Sulla base di tale principio, è stato negato il risarcimento del predetto danno agli eredi di un uomo che, a seguito di una brusca frenata dell’autobus pubblico sul quale viaggiava, cadeva rovinosamente e, a distanza di  dodici giorni, decedeva.

Dopo 26 (dicasi: ventisei) anni di giudizio, tra primo grado e appello, agli eredi nel 2012 veniva finalmente risarcito il danno da “paura di morire”, negato in primo grado.

L’Azienda pubblica di trasporto e la Compagnia di assicurazioni, non condividendo la decisione della Corte d'Appello, hanno fatto ricorso in Cassazione, che ha accolto le loro tesi sulla base del principio di diritto sopra riportato.

Per i magistrati della Cassazione, infatti, “il danno non patrimoniale costituito dalla ‘paura di morire’ esige necessariamente che il danneggiato la provi, questa paura. Il danno non patrimoniale rappresentato dai moti dell'animo, in questo come in ogni caso, non è infatti concepibile che sia provato da chi, per essere incapace d'intendere e di volere, moti dell'animo non abbia provato o non potesse provare”.

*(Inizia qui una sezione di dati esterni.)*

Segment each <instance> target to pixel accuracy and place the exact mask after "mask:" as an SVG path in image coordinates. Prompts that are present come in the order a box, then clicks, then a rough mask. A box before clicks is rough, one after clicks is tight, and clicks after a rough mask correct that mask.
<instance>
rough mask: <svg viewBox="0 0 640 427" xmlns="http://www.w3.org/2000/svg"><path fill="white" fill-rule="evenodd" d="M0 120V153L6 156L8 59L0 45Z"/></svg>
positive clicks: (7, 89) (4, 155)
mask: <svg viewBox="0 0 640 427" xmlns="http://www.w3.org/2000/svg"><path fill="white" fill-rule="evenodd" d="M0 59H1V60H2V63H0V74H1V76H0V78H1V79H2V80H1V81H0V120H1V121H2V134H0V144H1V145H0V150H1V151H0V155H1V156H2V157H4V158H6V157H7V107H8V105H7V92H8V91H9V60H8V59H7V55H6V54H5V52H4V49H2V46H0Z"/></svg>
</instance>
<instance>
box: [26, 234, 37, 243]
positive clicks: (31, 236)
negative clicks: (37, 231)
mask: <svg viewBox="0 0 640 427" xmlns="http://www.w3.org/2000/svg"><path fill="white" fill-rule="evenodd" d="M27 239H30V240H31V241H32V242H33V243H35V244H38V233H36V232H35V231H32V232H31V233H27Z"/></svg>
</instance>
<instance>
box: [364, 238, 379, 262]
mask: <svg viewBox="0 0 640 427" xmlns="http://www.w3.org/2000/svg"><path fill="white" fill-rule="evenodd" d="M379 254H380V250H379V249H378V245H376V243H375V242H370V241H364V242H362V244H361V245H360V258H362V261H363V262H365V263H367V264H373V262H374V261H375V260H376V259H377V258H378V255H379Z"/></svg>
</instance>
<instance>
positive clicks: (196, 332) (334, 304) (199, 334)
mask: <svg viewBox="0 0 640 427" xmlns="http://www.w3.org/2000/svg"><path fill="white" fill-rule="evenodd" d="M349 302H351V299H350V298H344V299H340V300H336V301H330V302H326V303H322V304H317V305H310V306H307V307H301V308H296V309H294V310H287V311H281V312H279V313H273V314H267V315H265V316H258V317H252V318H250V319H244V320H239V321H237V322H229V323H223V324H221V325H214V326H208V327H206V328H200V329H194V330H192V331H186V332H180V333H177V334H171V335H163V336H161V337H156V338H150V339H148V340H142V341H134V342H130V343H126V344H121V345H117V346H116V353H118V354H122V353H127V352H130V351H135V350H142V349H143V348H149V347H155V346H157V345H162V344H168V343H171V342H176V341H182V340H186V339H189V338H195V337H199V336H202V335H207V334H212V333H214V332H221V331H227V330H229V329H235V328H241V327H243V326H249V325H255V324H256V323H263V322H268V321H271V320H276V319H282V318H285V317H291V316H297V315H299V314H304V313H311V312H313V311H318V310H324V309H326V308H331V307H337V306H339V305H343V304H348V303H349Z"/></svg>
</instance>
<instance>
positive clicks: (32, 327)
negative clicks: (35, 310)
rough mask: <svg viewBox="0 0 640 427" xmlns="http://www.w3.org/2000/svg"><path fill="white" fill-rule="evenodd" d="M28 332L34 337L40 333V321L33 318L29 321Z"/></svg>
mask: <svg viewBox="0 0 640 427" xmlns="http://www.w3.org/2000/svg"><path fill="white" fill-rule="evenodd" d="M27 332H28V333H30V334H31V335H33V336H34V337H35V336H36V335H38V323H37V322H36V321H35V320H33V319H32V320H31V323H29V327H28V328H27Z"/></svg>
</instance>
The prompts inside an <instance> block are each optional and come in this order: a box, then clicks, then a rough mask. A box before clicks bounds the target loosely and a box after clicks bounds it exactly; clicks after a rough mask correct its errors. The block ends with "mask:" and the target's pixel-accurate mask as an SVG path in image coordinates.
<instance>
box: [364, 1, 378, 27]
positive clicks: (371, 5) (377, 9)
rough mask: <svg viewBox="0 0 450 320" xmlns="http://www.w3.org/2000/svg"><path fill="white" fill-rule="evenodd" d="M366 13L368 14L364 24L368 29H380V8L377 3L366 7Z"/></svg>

La vittima, infatti, era stata dimessa dall’ospedale dieci giorni dopo l’incidente e il suo decesso fu dovuto ad una fibrillazione ventricolare, a sua volta causata da una crisi lipotimica.

Egli, conclude la Cassazione, “non attese lucidamente la propria morte, per il semplice fatto che non poteva ragionevolmente prevedere (né lui, né nessun altro) che a causa della contusione sternale sarebbe morto”.